The Sanitation and Water Resources Minister blamed victims of the floods induced by the spillage of the Akosombo Dam for not heeding early warnings by the Volta River Authority and other state agencies to evacuate.
Speaking at a forum organised by the Ghana Water Company Limited (GWCL) and its customers in Accra on Monday, October 23, she blamed the extent of damage caused by the Akosombo Dam spillage on the refusal of residents living along the dam to evacuate.
According to the lawmaker, the Sanitation Minister must retract and apologise for her comment.
Speaking in an interview on Joy FM’s Top Story on Wednesday, October 25, Mr Ablakwa explained that no team was in his constituency for an evacuation exercise.
He said that by the time the evacuation team arrived, days had passed since the flood and the young people in the affected areas were rescuing people from danger.
“It is not true that there was an attempt to evacuate people and they refused to go,” he clarified.
He suggested that the government must carry out an honest introspection of the matter and stop blaming victims of the flood.
“The people are down, you have messed them up, you have left them devastated, why are you still kicking them with callous lies, gross insensitivity and inhumane statements?

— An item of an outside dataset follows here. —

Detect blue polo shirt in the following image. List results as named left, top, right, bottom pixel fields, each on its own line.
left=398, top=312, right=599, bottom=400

So the Sanitation Minister must sanitise her thoughts,” he said.
“She also adds that we asked them to move as if the people were squatters. Let me be clear to you. The people here, my constituents and all the affected areas have been living in this community for decades before the Akosombo and Kpong Dams were constructed. They are not squatters. The Minister talks as if these are some squatters who just arrived on the scene and are becoming a nuisance. I mean she ought to sanitise her thoughts,” he added.

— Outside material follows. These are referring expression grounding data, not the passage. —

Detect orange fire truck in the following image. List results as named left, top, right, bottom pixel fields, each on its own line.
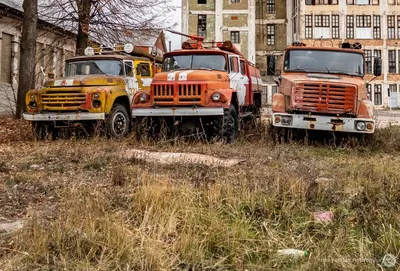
left=271, top=41, right=381, bottom=136
left=131, top=30, right=263, bottom=142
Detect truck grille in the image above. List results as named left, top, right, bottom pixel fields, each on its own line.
left=178, top=84, right=201, bottom=102
left=294, top=83, right=356, bottom=114
left=152, top=83, right=203, bottom=104
left=41, top=90, right=86, bottom=110
left=153, top=84, right=174, bottom=102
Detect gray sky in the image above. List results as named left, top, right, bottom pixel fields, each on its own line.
left=164, top=0, right=182, bottom=51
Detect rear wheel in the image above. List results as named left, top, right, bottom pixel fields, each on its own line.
left=106, top=104, right=130, bottom=139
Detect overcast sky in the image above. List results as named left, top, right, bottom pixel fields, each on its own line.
left=164, top=0, right=182, bottom=51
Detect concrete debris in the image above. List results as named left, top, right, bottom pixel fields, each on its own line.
left=0, top=220, right=24, bottom=233
left=120, top=149, right=244, bottom=167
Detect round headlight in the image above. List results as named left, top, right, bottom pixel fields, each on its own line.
left=30, top=94, right=36, bottom=101
left=139, top=93, right=148, bottom=102
left=212, top=92, right=221, bottom=101
left=356, top=121, right=366, bottom=131
left=93, top=93, right=100, bottom=99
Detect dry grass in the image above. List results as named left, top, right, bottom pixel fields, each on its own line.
left=0, top=118, right=400, bottom=270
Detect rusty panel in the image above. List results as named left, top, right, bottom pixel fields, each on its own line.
left=152, top=83, right=204, bottom=105
left=152, top=83, right=174, bottom=103
left=178, top=84, right=201, bottom=103
left=293, top=83, right=356, bottom=114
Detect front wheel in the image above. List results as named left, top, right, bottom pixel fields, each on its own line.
left=106, top=104, right=130, bottom=139
left=214, top=104, right=238, bottom=143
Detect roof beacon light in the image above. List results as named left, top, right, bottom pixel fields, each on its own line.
left=84, top=47, right=95, bottom=56
left=124, top=43, right=134, bottom=54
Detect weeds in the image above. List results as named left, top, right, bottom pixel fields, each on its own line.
left=1, top=118, right=400, bottom=270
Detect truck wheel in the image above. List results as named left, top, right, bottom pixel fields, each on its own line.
left=218, top=104, right=238, bottom=143
left=106, top=104, right=130, bottom=139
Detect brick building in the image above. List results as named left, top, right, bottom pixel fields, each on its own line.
left=181, top=0, right=289, bottom=104
left=290, top=0, right=400, bottom=108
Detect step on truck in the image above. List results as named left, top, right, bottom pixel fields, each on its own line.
left=131, top=30, right=263, bottom=142
left=23, top=44, right=161, bottom=139
left=271, top=41, right=382, bottom=137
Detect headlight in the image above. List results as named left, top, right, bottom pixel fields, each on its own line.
left=30, top=94, right=36, bottom=101
left=212, top=92, right=221, bottom=102
left=28, top=101, right=37, bottom=108
left=356, top=121, right=366, bottom=131
left=93, top=93, right=100, bottom=99
left=139, top=93, right=149, bottom=102
left=281, top=116, right=293, bottom=126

On September 15, the Volta River Authority began spilling excess water due to rising levels of the Akosombo and Kpong hydro dams.
Weeks after the spillage began, many residents living along the Lower Volta Basin lost their homes and farms to the floods caused by the spillage.
Currently, nine districts find themselves reeling under the fury of the racing spillage, their inhabitants caught up in this humanitarian crisis.
The heart-wrenching tales emerge from the South, Central, and North Tongu districts of the Volta Region, where the devastation knows no bounds.
The once vibrant communities of Battor, Tefle, Mepe, Sogakope, Adidome, and Anlo have been submerged, their existence nearly swallowed by the unrelenting waters.
Many residents have self-evacuated while NADMO and other agencies have joined the rescue efforts.
Some institutions and individuals have also presented relief items to residents.